Back when Pedrosa met Berry, the former was “mad at the world,” a 17-year-old with a chip on his shoulder from tough times growing up. But Berry, an established vet who was judging Pedrosa in a cooking competition sponsored by C-CAP, a culinary scholarship program for inner-city youth, recognized the fiery young gun as a burgeoning talent—and a kindred spirit.
“When I was his age, both my parents died around the same time,” says Berry, who built his early reputation as Ming Tsai’s right-hand man. “It has always been tough not having that kind of support system: those people you know you can fall back on.”

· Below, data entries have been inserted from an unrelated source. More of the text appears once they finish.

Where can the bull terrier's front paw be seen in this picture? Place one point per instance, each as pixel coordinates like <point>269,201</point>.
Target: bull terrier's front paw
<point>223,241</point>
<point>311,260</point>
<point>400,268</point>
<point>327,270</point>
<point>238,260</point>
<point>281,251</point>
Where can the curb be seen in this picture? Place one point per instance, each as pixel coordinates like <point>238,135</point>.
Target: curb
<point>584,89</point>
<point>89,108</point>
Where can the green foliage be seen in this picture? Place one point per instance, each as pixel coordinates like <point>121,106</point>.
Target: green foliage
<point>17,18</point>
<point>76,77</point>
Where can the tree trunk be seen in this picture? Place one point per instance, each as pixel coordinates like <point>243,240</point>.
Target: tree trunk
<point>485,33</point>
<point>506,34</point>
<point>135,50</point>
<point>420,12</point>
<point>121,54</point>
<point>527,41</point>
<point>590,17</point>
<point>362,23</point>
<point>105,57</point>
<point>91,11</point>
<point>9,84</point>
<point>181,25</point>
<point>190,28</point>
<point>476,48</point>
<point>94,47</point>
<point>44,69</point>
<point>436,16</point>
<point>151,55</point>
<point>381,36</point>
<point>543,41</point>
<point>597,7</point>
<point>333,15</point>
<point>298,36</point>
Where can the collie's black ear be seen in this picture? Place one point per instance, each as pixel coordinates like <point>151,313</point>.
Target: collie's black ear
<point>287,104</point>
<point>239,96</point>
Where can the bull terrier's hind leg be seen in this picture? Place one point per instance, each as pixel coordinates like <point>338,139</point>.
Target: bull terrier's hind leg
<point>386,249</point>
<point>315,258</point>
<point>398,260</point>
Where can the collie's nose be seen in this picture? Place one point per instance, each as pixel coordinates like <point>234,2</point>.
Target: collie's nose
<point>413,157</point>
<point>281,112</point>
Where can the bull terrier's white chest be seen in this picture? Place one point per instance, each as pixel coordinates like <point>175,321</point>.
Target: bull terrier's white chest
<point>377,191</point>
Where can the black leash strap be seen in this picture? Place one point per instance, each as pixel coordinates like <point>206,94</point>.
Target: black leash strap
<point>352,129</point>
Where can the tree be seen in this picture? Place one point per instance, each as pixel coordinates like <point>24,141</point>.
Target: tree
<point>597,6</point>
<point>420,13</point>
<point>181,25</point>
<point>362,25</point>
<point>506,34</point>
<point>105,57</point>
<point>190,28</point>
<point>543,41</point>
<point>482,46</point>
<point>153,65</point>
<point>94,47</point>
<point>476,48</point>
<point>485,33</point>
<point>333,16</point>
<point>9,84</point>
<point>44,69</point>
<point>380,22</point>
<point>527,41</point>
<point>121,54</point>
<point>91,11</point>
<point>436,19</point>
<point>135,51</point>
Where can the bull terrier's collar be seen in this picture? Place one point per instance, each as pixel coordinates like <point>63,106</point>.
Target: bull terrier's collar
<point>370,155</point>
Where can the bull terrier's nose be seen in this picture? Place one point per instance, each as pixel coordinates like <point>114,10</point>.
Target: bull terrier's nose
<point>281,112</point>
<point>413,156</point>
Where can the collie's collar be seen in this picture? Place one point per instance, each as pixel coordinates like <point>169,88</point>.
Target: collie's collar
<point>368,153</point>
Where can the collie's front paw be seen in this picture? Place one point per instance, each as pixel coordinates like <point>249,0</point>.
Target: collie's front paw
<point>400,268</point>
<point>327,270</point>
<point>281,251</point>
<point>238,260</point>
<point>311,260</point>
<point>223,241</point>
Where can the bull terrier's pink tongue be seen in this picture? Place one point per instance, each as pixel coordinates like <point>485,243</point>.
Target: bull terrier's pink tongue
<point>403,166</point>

Thus began the brother-like dynamic that gives both chefs someone to lean on. Pedrosa followed Berry from Cambridge’s Temple Bar to Nantucket, where he helped the older chef open Great Harbor Yacht Club. Now they’re teamed at Yvonne’s, a stylish supper club and one of Boston’s buzziest hotspots. A matured, mellowed Pedrosa does marvelous stuff as executive chef (The Improper deemed Yvonne’s Boston’s best new restaurant last year). He also lends support to Berry’s work as culinary director for the restaurant and its sibling spots, Back Bay’s Lolita Cocina and downtown’s just-opened Peruvian-Asian entry Ruka.
But their fraternal bond goes beyond the kitchen. Together they hit up Metallica concerts and visited Pedrosa’s grandmother in the Puerto Rican mountains, and they’re planning a Texas motorcycle trip. “Tom helped me find a place where I could grow as an individual,” Pedrosa says. “It took a lot of breaking down—and a lot of rebuilding.”